Amount of Data | Sequential | Pipeline Pattern |
---|---|---|
14 | 145.78ms | 64.98ms |
1792 | 17.38s | 6.46s |
3584 | 33.51s | 12.09s |
14.336 | 2m18.07s | 50.83s |
Conclusion
Pipeline Pattern is very useful when we have processes that are interrelated but the data is a lot and each data to the other data does not need to wait so that we can parallelize the process.
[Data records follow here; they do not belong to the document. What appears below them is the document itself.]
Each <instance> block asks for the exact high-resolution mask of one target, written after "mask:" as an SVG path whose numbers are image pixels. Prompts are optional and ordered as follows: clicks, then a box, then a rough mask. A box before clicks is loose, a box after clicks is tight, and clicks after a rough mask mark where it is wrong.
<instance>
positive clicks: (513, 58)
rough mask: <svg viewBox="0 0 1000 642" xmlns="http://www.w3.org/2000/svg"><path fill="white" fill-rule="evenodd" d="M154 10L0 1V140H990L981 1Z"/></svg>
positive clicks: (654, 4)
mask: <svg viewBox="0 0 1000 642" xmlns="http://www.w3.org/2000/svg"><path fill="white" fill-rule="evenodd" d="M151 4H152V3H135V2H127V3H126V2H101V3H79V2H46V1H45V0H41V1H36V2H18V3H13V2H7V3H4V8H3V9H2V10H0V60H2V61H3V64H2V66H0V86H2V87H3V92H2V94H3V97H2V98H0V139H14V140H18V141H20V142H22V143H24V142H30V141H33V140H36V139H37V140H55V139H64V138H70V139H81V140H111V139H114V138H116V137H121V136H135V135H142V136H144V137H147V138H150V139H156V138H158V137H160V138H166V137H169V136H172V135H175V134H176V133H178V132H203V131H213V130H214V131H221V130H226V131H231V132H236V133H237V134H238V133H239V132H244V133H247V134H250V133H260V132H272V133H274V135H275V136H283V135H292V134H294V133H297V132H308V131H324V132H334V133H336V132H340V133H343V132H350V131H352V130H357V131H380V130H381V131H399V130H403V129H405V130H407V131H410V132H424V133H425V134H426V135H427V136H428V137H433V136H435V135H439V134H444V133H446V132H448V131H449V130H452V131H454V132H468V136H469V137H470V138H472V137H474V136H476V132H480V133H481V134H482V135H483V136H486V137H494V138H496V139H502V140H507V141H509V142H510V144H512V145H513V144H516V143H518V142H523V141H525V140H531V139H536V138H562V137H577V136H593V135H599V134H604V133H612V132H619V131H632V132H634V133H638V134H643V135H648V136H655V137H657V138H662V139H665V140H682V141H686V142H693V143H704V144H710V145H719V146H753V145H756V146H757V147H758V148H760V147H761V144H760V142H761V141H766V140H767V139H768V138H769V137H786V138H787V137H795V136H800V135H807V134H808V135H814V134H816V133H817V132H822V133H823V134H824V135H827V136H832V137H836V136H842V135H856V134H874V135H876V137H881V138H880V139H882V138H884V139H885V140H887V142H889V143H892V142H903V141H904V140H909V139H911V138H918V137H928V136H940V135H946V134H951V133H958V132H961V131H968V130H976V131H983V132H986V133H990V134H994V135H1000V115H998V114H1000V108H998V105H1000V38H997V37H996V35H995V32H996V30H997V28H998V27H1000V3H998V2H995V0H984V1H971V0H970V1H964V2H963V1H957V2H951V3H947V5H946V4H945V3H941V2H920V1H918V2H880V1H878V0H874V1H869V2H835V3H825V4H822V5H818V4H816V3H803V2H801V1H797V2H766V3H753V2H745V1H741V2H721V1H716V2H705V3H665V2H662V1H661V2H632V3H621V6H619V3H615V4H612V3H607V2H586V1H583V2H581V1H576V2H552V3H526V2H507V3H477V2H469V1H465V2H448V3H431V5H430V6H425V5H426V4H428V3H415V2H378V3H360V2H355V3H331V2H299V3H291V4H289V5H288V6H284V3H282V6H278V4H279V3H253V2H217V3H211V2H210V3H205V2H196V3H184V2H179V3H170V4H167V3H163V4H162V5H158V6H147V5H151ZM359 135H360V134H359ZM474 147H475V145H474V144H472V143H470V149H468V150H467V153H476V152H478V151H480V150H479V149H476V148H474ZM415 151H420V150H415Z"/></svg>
It is very useful when we implement a process like this to make the process more efficient so that each data that will be processed sequentially does not need to wait for the previous data process to finish.
This can be seen from the experiments that we do by comparing the first two processes, namely using a sequential process where each data waits for the process to finish, while the second process uses a pipeline pattern where the first data, second data and so on do not need to wait for the previous process to finish, as long as each data has the same process sequence so that it provides faster data processing that can be up to 2 times faster than the process using ordinary sequential.
This experiment does not have large data, only 14 images, but if you want to try further exploration, you can add more images so that you can see whether the process is more efficient or not.